On ne m’a pas proposé un contrat. Avant qu’on ne parte pour Praia, on en avait discuté et les dirigeants m'avaient affirmé que le ministre n'était pas là mais qu'il était disposé à signer le contrat. C’était un flou total et un jeu de yoyo. Pour moi, c’était aberrant. Mais il ne fallait pas jeter l’éponge car il fallait montrer quand même qu'on avait envie de faire quelque chose pour notre pays bien qu'on soit des locaux. Sans contrat, on n’est pas stable. On est rentrés de Praia avec la qualification en poche. Il faut maintenant parler des contrats et les signer pour éviter des instabilités dans l’équipe car on a respecté les objectifs qu’on nous avait assignés, sans contrat ni salaire. Ils nous ont avancé une somme mais c’est l’argent qu’ils nous devaient depuis l'Afrobasket de Madagascar (l’année dernière). Ils nous ont remis les 70% et il reste les 30% qu’on tarde à recevoir. Les gens veulent qu’on aille les voir ou les appeler mais c’est trop amateur. Quand vous devez de l’argent à quelqu’un, vous savez les voies et recours pour leur payer leur argent. Vous n’avez pas besoin de vous déplacer ou de crier dans les journaux pour en parler.

 

Par rapport aux primes, y avait-il un problème à Praia ?

Le Directeur technique national (Dtn) avait donné un plan par rapport à moi aux joueurs sur les primes et indemnités avant de partir. Il avait dit qu’il allait le proposer au ministère et que s’il acceptait, on allait le mettre en place. Malheureusement pour nous, soit le plan n’a pas été soumis au ministère soit il n’a pas été accepté. Ils avaient dit en amont qu’il allait y avoir des primes de participation et de match. Mais au dernier moment, on nous a dit qu’il n’y aurait plus de prime de match car ce tournoi est une compétition mineure. Mais il n’y pas de compétition mineure pour une équipe nationale et surtout si cette compétition permet de se qualifier à l’Afrobasket de 2013.

 

La qualification en poche, comment allez-vous préparer cet Afrobasket de 2013 ?
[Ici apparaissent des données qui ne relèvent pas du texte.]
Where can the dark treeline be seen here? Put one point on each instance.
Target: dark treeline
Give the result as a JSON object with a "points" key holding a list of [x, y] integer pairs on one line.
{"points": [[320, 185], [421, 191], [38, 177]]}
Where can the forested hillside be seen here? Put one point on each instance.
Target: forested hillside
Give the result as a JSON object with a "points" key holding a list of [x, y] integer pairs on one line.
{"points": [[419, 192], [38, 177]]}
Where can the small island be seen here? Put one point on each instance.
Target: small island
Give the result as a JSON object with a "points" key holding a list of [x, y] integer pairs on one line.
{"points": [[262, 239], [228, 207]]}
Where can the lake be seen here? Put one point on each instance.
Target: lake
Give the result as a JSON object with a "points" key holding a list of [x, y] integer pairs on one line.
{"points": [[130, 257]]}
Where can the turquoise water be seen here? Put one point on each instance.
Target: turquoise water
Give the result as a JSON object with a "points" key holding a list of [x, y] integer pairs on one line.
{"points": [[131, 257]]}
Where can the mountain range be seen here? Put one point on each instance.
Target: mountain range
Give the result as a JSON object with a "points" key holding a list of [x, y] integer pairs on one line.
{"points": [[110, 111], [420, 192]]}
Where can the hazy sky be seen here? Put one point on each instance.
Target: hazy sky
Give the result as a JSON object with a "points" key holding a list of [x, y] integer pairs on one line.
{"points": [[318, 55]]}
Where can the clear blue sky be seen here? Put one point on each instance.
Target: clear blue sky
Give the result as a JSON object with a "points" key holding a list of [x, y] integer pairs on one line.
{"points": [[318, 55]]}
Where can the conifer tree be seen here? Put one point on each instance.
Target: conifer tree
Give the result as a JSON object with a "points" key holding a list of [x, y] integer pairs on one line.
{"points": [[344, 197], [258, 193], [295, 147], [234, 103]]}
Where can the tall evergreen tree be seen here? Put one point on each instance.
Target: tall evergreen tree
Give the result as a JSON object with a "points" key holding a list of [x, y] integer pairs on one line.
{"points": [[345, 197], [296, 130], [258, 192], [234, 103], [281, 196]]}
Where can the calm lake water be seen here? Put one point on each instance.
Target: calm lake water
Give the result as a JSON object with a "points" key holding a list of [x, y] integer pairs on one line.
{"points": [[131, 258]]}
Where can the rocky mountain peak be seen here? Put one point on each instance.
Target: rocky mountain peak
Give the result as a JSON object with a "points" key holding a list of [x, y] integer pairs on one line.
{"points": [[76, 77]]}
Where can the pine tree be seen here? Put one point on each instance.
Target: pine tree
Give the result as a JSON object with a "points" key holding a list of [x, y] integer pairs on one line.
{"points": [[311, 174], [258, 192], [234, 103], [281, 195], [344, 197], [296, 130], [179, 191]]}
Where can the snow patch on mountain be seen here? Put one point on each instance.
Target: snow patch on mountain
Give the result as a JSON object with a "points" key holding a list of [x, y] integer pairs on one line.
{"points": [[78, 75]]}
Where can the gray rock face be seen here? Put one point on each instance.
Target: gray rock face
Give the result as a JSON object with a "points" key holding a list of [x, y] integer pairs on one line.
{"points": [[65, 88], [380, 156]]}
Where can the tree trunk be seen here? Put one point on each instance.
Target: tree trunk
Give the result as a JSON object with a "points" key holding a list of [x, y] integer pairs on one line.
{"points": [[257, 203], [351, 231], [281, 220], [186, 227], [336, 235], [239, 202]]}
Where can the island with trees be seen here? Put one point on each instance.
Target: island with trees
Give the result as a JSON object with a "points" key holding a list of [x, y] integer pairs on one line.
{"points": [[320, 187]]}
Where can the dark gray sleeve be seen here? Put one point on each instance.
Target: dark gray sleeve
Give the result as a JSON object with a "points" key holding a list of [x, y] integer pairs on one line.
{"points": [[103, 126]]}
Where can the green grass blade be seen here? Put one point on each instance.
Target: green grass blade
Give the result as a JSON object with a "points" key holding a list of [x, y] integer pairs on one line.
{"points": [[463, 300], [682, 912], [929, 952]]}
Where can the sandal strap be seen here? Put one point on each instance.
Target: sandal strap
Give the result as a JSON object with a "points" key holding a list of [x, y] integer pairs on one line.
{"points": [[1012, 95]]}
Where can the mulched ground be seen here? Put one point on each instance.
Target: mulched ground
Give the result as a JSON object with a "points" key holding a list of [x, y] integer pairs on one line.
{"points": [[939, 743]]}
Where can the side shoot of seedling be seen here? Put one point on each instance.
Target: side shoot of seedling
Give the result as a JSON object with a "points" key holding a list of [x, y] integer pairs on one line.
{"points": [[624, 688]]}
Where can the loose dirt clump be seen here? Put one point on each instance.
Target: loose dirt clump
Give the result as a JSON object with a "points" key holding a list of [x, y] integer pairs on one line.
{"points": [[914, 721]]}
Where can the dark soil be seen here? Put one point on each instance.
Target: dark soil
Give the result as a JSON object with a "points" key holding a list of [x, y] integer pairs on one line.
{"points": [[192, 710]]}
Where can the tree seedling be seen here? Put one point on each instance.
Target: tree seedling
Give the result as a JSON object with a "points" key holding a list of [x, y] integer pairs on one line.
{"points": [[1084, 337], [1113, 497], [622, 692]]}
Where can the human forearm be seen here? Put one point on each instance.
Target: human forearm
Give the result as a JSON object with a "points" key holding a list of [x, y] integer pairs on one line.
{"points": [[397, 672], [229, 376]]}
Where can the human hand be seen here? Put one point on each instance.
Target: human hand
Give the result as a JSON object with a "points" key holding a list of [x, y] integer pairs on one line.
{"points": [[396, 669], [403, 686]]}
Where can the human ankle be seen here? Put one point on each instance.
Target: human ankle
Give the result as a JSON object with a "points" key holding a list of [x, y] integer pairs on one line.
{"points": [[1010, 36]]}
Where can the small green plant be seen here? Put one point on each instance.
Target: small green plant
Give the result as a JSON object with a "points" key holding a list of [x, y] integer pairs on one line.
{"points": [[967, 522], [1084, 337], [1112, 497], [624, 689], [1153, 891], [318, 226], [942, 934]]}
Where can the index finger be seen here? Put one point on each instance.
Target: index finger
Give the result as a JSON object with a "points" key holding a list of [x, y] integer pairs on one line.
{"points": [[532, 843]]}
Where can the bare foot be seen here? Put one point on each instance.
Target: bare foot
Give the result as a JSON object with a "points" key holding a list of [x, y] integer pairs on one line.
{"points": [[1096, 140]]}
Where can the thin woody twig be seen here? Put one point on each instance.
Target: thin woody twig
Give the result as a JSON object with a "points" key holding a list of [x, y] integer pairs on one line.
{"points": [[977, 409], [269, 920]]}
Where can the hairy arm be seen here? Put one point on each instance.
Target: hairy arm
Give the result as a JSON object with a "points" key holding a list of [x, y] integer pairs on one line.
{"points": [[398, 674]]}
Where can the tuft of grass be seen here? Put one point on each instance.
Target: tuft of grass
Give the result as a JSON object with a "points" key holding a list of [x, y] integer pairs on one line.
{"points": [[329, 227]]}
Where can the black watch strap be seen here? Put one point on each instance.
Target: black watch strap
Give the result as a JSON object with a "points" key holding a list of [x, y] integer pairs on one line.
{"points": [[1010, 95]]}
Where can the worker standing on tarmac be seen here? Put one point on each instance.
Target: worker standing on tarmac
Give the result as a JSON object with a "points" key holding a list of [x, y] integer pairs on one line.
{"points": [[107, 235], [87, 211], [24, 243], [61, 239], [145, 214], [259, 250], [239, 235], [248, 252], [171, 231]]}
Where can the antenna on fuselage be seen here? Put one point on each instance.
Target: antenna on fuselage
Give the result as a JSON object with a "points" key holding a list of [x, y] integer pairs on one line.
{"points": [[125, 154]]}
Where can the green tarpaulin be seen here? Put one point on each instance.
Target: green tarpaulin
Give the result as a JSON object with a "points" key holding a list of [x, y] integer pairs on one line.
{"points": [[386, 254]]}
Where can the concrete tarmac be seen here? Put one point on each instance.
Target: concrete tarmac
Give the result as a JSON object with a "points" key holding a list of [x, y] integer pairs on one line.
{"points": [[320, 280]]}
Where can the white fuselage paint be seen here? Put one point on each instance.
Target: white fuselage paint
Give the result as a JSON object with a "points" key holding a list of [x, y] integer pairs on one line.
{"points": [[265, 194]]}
Une compétition, c’est un processus, pas un produit fini. Et un processus est une chose sur laquelle on réfléchit au départ. Le minimum, c’est de faire d'abord une feuille de route, la prospection des joueurs qui se trouvent partout dans le monde et ouvrir la Tanière à tout joueur qui a envie de venir. Il faut prospecter, planifier des stages et participer à des tournois, régulièrement et progressivement.

 

Le président de la fédération, Baba Tandian, a dit que le carré d’As reste l'objectif à l’Afrobasket 2013. Pensez-vous que le Sénégal peut arriver à ce stade ?

Être dans le carré d’as, il ne faut pas le voir en rêve, il faut le concocter, appliquer un bon plan de préparation et évaluer les chances après. S’il le dit, peut-être que ce ne sont pas des paroles vaines, il sait de quoi est capable l’équipe. Mais là n’est pas le problème. Il faut surtout s'interroger sur comment accéder aux demi-finales. Oui, on a les potentialités ! Mais comment faire pour y accéder ? Ce comment-là, c’est un processus qu’il faudra évaluer et mettre en place sinon on n'ira nulle part.